First steps in Scala for beginning programmers, Part 3

Topics: conditional execution with if-else blocks and matching

Preface

This is part 3 of tutorials for first-time programmers getting into Scala. Other posts are on this blog, and you can get links to those and other resources on the links page of the Computational Linguistics course I’m creating these for.

Conditionals

Variables come and variables go, and they take on different values depending on the input. We typically need to enact different behaviors conditioned on those values. For example, let’s simulate a bar tender in Austin who must make sure that he doesn’t give alcohol to individuals under 21 years of age.

scala> def serveBeer (customerAge: Int) = if (customerAge >= 21) println("beer") else println("water")
serveBeer: (customerAge: Int)Unit

scala> serveBeer(23)
beer

scala> serveBeer(19)
water

What we’ve done here is a standard use of conditionals to produce one action or another — in this case just printing one message or another. The expression in the if (…) is a Boolean value, either true or false. You can see this by just doing the inequality directly:

scala> 19 >= 21
res7: Boolean = false

And these expressions can be combined according to the standard rules for conjunction and disjunction of Booleans. Conjunction is indicated with && and disjunction with ||.

scala> 19 >= 21 || 5 > 2
res8: Boolean = true

scala> 19 >= 21 && 5 > 2
res9: Boolean = false

To check equality, use ==.

scala> 42 == 42
res10: Boolean = true

scala> "the" == "the"
res11: Boolean = true

scala> 3.14 == 6.28
res12: Boolean = false

scala> 2*3.14 == 6.28
res13: Boolean = true

scala> "there" == "the" + "re"
res14: Boolean = true

The equality operator == is different from the assignment operator =, and you’ll get an error if you attempt to use = for equality tests.

scala> 5 = 5
<console>:1: error: ';' expected but '=' found.
5 = 5
^

scala> x = 5
<console>:10: error: not found: value x
val synthvar$0 = x
^
<console>:7: error: not found: value x
x = 5
^

The first example is completely bad because we cannot hope to assign a value to a constant like 5. With the latter example, the error complains about not finding a value x. That’s because it is a valid construct, assuming that a var variable x has been previously defined.

scala> var x = 0
x: Int = 0

scala> x = 5
x: Int = 5

Recall that with var variables, it is possible to assign them a new value. However, it is actually not necessary to use vars much of the time, and there are many advantages with sticking with vals. I’ll be helping you think in these terms as we go along. For now, try to ignore the fact that vars exist in the language!

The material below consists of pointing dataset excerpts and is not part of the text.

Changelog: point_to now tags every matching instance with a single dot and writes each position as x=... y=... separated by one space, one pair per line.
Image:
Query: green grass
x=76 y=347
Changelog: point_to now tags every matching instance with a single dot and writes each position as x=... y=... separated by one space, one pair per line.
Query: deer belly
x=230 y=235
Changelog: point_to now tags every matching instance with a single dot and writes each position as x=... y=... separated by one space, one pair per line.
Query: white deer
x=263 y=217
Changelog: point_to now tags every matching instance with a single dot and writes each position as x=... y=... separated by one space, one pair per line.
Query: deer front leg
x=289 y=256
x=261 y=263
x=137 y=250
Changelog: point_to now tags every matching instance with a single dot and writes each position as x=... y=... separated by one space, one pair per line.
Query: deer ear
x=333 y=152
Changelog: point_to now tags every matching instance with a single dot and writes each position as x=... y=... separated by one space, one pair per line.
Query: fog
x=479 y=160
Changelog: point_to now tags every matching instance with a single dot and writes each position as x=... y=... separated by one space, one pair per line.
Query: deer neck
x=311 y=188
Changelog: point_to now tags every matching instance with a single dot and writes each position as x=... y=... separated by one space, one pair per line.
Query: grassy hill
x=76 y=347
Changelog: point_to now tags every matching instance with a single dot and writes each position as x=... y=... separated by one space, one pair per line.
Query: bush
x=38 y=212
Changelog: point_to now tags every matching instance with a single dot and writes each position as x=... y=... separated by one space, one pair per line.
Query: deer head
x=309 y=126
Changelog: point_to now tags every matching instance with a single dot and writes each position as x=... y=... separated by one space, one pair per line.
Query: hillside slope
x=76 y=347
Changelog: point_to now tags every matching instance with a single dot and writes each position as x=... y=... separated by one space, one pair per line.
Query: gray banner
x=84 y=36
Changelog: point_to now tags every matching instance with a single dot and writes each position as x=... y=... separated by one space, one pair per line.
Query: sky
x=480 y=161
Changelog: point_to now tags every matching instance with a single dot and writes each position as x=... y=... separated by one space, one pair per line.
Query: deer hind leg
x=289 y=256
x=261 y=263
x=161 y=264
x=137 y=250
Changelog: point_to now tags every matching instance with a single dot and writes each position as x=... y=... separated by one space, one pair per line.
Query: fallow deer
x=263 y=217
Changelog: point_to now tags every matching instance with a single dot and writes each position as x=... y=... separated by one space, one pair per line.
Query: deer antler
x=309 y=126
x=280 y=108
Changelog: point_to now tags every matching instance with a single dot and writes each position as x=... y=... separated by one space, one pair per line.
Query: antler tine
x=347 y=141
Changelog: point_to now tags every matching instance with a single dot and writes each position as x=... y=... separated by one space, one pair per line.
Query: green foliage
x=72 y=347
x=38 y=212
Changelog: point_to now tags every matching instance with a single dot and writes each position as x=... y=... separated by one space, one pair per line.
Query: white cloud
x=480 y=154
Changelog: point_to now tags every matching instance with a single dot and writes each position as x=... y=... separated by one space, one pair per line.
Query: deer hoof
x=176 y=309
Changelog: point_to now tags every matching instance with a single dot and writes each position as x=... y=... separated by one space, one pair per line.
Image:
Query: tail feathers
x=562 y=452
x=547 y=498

Back to conditionals. First, here are more comparison operators:

x == y   (x is equal to y)
x != y    (x does not equal y)
x > y     (x is larger than y)
x < y     (x is less than y)
x >= y   (x is equal to y, or larger than y)
x <= y   (x is equal to y, or less than y)

These operators work on any type that has a natural ordering, including Strings.

scala> "armadillo" < "bear"
res25: Boolean = true

scala> "armadillo" < "Bear"
res26: Boolean = false

scala> "Armadillo" < "Bear"
res27: Boolean = true

Clearly, this isn’t the usual alphabetic ordering you are used to. Instead it is based on ASCII character encodings.

A very beautiful and useful thing about conditionals in Scala is that they return a value. So, the following is a valid way to set the values of the variables x and y.

scala> val x = if (true) 1 else 0
x: Int = 1

scala> val y = if (false) 1 else 0
y: Int = 0

Not so impressive here, but let’s return to the bartender, and rather than the serveBeer function printing a String, we can have it return a String representing a beverage, “beer” in the case of a 21+ year old and “water” otherwise.

scala> def serveBeer (customerAge: Int) = if (customerAge >= 21) "beer" else "water"
serveBeer: (customerAge: Int)java.lang.String

scala> serveBeer(42)
res21: java.lang.String = beer

scala> serveBeer(20)
res22: java.lang.String = water

Notice how the first serveBeer function returned Unit but this one returns a String. Unit means that no value is returned — in general this is to be discouraged for reasons we won’t get into here. Regardless of that, the general pattern of conditional assignment shown above is something you’ll be using a lot.

Conditionals can also have more than just the single if and else.  For example, let’s say that the bartender simply serves age appropriate drinks to each customer, and that 21+ get beer, teenagers get soda and little kids should get juice.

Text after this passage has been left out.